Proxy server performance

We then measured the actual performance of our simple proxy server, using either select() or our new API. In these experiments, all requests are for the same (static) 1 Kbyte file, which is therefore always cached in the Web server's memory. (We ran additional tests using 8 Kbyte files; space does not permit showing the results, but they display analogous behavior.)

In the first series of tests, we always used 32 hot connections, but varied the number of cold connections between 0 and 2000. The hot-connection S-Clients are configured to generate requests as fast as the proxy system can handle; thus we saturated the proxy, but never overloaded it. Figure 8 plots the throughput achieved for three kernel configurations: (1) the ``classical'' implementation of select(), (2) our improved implementation of select(), and (3) the new API described in this paper. All kernels use a scalable version of the ufalloc() file-descriptor allocation function [4]; the normal version does not scale well. The results clearly indicate that our new API performs independently of the number of cold connections, while select() does not. (We also found that the proxy's throughput is independent of array_max.)

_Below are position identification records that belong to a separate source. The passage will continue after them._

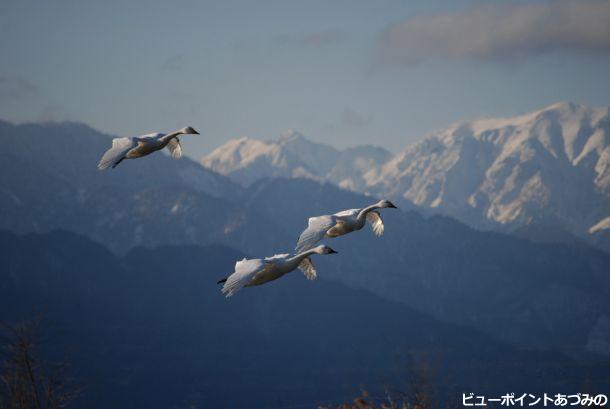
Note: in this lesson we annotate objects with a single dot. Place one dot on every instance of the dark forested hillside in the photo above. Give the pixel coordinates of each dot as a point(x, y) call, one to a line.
point(152, 329)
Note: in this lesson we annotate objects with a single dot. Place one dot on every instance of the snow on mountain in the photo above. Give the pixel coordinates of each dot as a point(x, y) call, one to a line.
point(247, 160)
point(541, 173)
point(548, 167)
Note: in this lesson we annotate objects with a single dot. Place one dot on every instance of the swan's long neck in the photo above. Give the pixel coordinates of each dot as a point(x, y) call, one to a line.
point(166, 138)
point(362, 215)
point(299, 257)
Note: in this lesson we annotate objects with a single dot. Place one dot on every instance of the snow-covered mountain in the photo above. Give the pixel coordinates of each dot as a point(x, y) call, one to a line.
point(247, 160)
point(545, 174)
point(549, 167)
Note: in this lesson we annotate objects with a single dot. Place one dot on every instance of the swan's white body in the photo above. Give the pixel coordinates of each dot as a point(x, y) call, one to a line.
point(341, 223)
point(138, 146)
point(258, 271)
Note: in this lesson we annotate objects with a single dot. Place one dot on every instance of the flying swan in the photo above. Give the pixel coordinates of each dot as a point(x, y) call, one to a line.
point(258, 271)
point(138, 146)
point(342, 223)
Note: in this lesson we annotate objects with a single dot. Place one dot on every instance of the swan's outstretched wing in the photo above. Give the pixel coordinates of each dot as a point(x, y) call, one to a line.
point(315, 231)
point(307, 267)
point(374, 218)
point(245, 270)
point(348, 213)
point(114, 155)
point(175, 148)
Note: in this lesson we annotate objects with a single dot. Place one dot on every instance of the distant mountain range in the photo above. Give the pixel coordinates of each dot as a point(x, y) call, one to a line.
point(151, 329)
point(545, 174)
point(247, 160)
point(435, 265)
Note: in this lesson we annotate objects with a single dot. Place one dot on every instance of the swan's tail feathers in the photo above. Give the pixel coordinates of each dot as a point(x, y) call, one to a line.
point(117, 163)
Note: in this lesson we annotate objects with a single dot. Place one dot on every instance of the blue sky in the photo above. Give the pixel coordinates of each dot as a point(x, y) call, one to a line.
point(345, 72)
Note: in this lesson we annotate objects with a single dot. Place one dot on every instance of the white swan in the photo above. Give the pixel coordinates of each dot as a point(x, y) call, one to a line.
point(342, 223)
point(260, 271)
point(138, 146)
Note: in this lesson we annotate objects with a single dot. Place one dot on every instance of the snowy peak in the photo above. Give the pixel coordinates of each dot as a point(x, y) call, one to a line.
point(247, 160)
point(550, 166)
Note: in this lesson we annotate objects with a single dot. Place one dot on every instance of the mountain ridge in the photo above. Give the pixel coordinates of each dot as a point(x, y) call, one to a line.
point(549, 167)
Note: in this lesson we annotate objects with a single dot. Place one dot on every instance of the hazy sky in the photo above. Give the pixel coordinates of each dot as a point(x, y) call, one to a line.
point(347, 72)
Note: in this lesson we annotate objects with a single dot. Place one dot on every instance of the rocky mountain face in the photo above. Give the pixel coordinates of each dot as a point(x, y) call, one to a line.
point(247, 160)
point(435, 265)
point(549, 167)
point(545, 174)
point(49, 180)
point(155, 320)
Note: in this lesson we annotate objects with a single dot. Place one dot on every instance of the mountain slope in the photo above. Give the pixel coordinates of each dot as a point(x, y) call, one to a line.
point(542, 173)
point(546, 295)
point(49, 180)
point(549, 167)
point(152, 329)
point(247, 160)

**Figure 8:** HTTP rate vs. cold connections
$\begin{figure} \centerline{\psfig{figure=throughput1k.ps, height=2.0in, width=3in}} \end{figure}$

**Figure 9:** Latency vs. request rate
$\begin{figure} \centerline{\psfig{figure=response1k.ps, height=2.0in, width=3in}} \end{figure}$

In the second series of tests, we fixed the number of cold connections at 750, and measured response time (as seen by the clients). Figure 9 shows the results. When using our new API, the proxy system exhibits much lower latency, and saturates at a somewhat higher request load (1348 requests/sec., vs. 1291 request/sec. for the improved select() implementation).

Table 2 shows DCPI profiles of the proxy server in the three kernel configurations. These profiles were made using 750 cold connections, 50 hot connections, and a total load of 400 requests/sec. They show that the new event API significantly increases the amount of CPU idle time, by almost eliminating the event-notification overhead. While the classical select() implementation consumes 34% of the CPU, and our improved select() implementation consumes 12%, the new API consumes less than 1% of the CPU.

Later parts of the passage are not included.